Il flauto magico torna al Teatro Regio di Torino nell’allestimento del 2014, con la regia di Roberto Andò ripresa da Riccardino Massa. Il regista palermitano sceglie di non indugiare troppo sulla ritualità massonica e preferisce mettere in primo piano l’aspetto fiabesco del percorso di Tamino alla ricerca della verità e della donna a lui promessa dalle dame inviate dalla Regina della notte. Una regia dunque tradizionale, ma non scontata, che riesce a utilizzare una serie di espedienti che posizionano l’intero spettacolo nel solco originario della Zaüberoper. La rappresentazione risulta ricca ma non ridondante, tutta calibrata sulla distinzione tra luce e oscurità, con cambi di scena continui caratterizzati da un’abbondanza di elementi scenografici che divengono ora onirici all’apparire del serpente del primo atto, ora prodigiosi nel corso della prima aria di Astrifiammante. Ma a rendere la regia di Roberto Andò definitivamente convincente c’è un altro elemento che non viene mai meno nel corso di tutto lo spettacolo: l’interazione attori/pubblico con la conseguente invasione della platea che diventa spazio scenico, un ponte continuo che non sminuisce la ieraticità della rappresentazione, ma la rende presente qui e ora.

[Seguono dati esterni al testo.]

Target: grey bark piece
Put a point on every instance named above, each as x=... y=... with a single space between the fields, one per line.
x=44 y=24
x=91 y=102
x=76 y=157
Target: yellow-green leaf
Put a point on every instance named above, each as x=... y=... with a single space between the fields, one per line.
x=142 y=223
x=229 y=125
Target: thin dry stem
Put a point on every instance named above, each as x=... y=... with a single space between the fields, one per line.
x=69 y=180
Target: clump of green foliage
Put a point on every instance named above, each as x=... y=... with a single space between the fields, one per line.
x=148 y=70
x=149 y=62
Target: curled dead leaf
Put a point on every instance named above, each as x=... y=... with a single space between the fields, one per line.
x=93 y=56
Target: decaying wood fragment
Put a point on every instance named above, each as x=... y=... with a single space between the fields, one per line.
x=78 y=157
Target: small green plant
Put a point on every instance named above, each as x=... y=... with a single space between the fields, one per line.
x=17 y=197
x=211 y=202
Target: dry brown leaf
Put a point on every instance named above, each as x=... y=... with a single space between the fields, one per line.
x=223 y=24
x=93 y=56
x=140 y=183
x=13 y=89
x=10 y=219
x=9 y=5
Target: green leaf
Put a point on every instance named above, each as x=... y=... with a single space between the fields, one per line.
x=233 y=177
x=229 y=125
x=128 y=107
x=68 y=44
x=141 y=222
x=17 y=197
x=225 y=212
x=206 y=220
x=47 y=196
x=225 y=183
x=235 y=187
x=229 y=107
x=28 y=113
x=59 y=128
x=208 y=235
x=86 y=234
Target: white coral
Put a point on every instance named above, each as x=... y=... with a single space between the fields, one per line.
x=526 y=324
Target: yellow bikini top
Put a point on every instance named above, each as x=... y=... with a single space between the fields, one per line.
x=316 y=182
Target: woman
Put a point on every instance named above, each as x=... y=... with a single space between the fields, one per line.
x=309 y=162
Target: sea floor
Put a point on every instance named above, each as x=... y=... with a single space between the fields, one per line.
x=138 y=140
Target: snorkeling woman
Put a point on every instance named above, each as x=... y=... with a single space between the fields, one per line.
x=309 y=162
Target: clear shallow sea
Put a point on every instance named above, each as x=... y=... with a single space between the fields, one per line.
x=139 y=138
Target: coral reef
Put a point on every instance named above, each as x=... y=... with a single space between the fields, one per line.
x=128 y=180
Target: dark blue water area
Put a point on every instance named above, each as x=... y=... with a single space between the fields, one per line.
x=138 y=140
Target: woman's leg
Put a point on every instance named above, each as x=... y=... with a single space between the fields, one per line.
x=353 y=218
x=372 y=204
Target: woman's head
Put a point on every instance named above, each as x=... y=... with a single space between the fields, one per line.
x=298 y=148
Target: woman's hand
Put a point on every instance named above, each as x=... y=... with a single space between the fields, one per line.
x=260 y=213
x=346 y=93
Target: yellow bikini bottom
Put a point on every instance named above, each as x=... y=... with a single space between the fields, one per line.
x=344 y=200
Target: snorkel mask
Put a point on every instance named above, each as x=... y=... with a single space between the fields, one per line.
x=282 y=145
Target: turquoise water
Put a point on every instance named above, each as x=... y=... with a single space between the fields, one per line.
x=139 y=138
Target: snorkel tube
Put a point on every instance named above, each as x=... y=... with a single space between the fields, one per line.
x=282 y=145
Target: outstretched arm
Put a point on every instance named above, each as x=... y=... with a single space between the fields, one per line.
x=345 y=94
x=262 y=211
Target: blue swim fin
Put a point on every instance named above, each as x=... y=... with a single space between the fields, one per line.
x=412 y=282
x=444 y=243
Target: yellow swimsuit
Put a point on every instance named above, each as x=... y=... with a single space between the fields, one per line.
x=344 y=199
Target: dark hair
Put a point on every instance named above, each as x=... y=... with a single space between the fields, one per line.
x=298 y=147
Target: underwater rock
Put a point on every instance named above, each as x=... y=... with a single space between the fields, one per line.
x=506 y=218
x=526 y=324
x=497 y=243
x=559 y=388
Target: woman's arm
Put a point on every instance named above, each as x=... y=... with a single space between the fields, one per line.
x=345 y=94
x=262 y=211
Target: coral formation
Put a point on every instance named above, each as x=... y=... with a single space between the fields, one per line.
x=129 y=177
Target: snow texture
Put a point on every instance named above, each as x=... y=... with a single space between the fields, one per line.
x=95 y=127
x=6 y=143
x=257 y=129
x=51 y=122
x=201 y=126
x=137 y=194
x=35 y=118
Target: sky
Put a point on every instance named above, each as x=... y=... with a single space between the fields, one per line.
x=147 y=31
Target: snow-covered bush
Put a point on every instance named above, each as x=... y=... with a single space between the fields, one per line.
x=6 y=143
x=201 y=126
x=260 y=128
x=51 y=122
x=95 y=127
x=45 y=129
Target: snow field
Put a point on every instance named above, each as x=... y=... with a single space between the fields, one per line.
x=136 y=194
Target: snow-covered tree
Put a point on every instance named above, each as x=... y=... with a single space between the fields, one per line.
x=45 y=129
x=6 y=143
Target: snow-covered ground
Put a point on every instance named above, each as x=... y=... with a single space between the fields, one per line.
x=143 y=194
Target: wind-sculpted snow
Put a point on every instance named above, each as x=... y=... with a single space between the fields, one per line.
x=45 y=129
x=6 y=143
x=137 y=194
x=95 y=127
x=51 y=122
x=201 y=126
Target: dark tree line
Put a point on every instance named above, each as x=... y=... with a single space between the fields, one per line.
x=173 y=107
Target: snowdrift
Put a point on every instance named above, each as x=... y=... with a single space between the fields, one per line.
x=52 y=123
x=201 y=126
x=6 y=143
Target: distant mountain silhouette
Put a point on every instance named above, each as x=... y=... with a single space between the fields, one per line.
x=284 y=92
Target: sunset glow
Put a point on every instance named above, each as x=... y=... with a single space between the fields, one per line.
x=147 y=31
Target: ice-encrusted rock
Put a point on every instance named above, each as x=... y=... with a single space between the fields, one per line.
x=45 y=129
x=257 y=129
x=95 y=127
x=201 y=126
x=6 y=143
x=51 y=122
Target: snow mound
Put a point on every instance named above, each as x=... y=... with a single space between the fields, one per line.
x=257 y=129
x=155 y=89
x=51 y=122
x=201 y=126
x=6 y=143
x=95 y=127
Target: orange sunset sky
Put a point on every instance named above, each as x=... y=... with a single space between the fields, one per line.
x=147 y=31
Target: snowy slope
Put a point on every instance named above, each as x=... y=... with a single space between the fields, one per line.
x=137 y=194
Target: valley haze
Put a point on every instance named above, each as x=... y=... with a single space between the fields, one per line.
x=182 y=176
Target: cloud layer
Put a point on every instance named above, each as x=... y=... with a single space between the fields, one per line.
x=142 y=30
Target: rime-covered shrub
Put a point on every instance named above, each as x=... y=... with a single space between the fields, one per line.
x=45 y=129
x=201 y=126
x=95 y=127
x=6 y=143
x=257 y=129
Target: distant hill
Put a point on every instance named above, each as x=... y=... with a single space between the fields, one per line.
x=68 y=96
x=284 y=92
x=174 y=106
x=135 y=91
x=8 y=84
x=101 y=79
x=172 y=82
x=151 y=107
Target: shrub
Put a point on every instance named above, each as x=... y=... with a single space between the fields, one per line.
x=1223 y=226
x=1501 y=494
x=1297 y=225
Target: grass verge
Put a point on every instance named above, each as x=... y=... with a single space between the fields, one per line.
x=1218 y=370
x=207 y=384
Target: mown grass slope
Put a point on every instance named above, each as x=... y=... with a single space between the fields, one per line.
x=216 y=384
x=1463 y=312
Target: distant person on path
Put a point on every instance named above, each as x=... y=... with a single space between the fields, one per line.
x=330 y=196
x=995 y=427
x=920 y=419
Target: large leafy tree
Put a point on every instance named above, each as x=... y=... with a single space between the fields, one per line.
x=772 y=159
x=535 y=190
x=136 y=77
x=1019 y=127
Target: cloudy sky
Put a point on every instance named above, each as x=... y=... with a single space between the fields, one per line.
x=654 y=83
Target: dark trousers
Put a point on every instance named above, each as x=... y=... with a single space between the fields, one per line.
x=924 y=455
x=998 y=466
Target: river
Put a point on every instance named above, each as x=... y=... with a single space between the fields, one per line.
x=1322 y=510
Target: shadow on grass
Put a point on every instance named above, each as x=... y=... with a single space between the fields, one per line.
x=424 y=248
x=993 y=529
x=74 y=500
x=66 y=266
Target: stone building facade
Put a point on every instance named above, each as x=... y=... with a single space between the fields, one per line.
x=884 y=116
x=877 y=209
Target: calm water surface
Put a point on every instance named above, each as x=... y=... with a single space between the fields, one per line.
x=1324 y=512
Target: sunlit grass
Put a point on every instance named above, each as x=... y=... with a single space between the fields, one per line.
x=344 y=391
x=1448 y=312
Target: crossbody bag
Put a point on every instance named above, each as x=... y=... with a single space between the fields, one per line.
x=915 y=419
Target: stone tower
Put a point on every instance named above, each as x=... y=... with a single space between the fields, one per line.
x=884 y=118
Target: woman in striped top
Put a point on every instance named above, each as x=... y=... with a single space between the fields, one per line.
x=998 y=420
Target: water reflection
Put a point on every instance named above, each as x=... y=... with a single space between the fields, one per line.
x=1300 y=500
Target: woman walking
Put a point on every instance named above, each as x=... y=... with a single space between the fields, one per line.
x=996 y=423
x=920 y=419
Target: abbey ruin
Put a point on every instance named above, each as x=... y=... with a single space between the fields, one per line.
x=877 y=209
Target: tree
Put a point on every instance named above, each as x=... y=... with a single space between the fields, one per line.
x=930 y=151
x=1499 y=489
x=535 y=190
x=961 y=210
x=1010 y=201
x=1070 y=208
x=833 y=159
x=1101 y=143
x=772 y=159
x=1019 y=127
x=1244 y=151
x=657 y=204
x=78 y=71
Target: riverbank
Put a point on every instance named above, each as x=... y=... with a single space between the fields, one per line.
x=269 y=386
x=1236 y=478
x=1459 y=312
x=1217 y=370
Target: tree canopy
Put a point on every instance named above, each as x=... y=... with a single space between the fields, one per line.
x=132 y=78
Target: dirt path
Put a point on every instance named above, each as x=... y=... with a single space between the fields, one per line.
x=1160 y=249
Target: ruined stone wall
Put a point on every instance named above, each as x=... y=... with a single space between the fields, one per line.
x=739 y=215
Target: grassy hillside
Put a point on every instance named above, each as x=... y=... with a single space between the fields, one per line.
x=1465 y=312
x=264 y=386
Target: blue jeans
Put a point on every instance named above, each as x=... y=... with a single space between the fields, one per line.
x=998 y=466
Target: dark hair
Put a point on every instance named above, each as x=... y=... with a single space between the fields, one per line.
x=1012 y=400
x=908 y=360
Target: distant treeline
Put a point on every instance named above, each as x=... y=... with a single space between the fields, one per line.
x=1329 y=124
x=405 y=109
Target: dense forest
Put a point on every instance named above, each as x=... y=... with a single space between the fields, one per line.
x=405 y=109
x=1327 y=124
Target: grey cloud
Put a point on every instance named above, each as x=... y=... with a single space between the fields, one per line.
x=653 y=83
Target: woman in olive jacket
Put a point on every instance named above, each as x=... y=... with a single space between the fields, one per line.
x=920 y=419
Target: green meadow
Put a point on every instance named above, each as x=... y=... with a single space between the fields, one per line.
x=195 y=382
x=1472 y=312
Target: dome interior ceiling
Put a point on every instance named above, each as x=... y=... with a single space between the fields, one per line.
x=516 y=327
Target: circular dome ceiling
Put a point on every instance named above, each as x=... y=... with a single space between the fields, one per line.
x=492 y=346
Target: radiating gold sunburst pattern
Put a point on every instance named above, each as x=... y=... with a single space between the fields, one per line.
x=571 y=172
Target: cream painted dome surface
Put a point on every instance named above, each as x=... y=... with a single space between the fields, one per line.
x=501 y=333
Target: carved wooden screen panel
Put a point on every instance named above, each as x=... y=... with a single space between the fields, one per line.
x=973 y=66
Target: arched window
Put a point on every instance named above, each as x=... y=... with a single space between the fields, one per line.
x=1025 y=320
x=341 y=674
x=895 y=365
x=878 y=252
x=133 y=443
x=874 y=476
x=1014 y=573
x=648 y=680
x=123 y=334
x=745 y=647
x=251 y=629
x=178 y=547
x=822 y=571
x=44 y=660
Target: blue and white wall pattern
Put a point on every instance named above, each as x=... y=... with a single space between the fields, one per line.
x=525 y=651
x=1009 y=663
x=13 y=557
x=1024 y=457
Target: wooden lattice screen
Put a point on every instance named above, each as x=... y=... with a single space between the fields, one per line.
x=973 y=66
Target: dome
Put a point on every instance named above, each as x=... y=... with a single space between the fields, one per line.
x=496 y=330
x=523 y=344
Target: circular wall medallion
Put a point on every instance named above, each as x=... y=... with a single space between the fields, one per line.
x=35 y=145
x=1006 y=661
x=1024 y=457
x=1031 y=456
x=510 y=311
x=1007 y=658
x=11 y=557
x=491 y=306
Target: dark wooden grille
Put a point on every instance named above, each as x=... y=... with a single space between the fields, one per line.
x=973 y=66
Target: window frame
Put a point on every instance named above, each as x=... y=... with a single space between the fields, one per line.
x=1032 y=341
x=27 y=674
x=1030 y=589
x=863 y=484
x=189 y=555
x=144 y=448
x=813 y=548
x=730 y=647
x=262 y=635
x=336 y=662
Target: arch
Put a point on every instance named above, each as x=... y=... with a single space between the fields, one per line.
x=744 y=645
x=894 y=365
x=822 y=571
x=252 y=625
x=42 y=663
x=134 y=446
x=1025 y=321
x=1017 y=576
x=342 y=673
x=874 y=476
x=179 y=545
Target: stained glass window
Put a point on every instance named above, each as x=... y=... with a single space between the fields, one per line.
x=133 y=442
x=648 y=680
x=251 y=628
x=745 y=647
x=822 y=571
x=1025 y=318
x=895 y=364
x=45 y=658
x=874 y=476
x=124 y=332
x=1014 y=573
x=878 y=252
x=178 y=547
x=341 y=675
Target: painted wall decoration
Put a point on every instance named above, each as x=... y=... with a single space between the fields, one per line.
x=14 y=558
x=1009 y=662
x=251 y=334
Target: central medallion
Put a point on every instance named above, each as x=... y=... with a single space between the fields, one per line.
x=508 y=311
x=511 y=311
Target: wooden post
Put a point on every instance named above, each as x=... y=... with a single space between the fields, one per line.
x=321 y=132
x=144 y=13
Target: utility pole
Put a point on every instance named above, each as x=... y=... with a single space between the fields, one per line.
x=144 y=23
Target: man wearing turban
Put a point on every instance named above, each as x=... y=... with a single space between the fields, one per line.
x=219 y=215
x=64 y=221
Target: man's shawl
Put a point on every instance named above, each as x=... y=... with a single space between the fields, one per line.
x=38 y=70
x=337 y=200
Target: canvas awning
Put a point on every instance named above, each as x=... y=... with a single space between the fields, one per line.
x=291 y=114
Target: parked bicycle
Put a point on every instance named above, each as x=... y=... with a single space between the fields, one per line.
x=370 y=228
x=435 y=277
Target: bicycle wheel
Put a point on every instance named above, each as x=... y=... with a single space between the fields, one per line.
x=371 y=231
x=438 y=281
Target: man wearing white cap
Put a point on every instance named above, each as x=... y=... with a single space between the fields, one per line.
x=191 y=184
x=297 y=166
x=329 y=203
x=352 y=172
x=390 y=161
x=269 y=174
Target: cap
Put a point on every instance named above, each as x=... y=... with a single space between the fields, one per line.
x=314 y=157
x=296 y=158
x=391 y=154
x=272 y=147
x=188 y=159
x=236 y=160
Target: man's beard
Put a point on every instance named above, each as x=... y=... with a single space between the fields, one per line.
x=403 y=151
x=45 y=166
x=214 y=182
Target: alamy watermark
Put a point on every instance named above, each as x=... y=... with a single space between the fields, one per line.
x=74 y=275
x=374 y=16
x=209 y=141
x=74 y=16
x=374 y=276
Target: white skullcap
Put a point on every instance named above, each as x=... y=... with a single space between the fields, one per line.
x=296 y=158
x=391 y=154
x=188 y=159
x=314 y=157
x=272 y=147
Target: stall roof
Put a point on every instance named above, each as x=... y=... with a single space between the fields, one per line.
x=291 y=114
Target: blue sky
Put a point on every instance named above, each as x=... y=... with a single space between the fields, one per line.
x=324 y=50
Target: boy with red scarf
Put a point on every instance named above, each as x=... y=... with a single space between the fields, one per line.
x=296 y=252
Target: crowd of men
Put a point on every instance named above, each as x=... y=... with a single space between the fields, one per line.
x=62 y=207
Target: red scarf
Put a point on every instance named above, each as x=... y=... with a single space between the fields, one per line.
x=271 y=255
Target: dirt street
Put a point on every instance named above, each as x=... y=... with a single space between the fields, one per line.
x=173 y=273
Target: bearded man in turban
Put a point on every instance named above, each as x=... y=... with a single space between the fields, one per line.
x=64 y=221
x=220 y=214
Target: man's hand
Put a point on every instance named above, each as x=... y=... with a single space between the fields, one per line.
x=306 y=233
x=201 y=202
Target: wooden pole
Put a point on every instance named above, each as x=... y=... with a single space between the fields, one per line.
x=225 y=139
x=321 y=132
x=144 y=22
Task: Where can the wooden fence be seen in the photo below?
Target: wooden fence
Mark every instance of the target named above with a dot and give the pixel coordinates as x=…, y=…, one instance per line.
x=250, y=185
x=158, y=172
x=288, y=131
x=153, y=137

Le chiavi di questo effetto così coinvolgente sono affidate in particolare al personaggio dell’uccellatore, interpretato da Markus Werba. Applaudito sin dal suo ingresso in sala, il baritono austriaco porta in scena la canzonatoria spensieratezza di Papageno con una disinvoltura scenico-musicale ragguardevole. Preciso nell’esecuzione, l’interprete domina perfettamente il ruolo.
Nei panni di Tamino, Antonio Poli disegna un principe convincente. Dotato di un timbro luminoso, asseconda con perizia la linea di canto riservata da Mozart al personaggio: particolarmente apprezzabili gli acuti che risultano pieni e rotondi, ben controllati e caratterizzati da un’emissione fluida.
Pamina è Ekaterina Bakanova: il soprano russo delinea una principessa dotata di uno strumento vocale capace di una linea morbida, sinuosa, di suoni omogenei e accurati. Quando la musica e la scena lo richiedono, riesce a interpretare con perizia anche i momenti più drammatici, come la desolazione di Pamina rifiutata da Tamino tenuto al silenzio.
Nei panni della Regina della Notte Olga Pudova, ormai consolidata nel ruolo della Regina della notte. Sebbene non si imponga con una forte personalità scenica, il soprano riesce a delineare l’immagine di una donna algida, distaccata e avida di potere. Vocalmente risulta molto più convincente nella prima aria che nella più conosciuta “Der Hölle Rache”, eseguita comunque con la necessaria agilità e un’emissione tecnicamente corretta.
La voce di Sarastro è quella di Antonio Di Matteo. Il basso, che sostituisce Kristinn Sigmundsoon, assente dalla scena per motivi di salute, si dimostra ampiamente all’altezza del ruolo. Di Matteo esibisce una voce caratterizzata da un timbro particolarmente scuro, dalle emissioni ben calibrate. Grazie alla presenza scenica autorevole, riesce a disegnare la figura di un autentico deus ex machina della vicenda. Da sottolineare la nitidezza e la precisione nell’esecuzione dell’aria “In diesen heil’gen Hallen”, premiata dagli applausi del pubblico.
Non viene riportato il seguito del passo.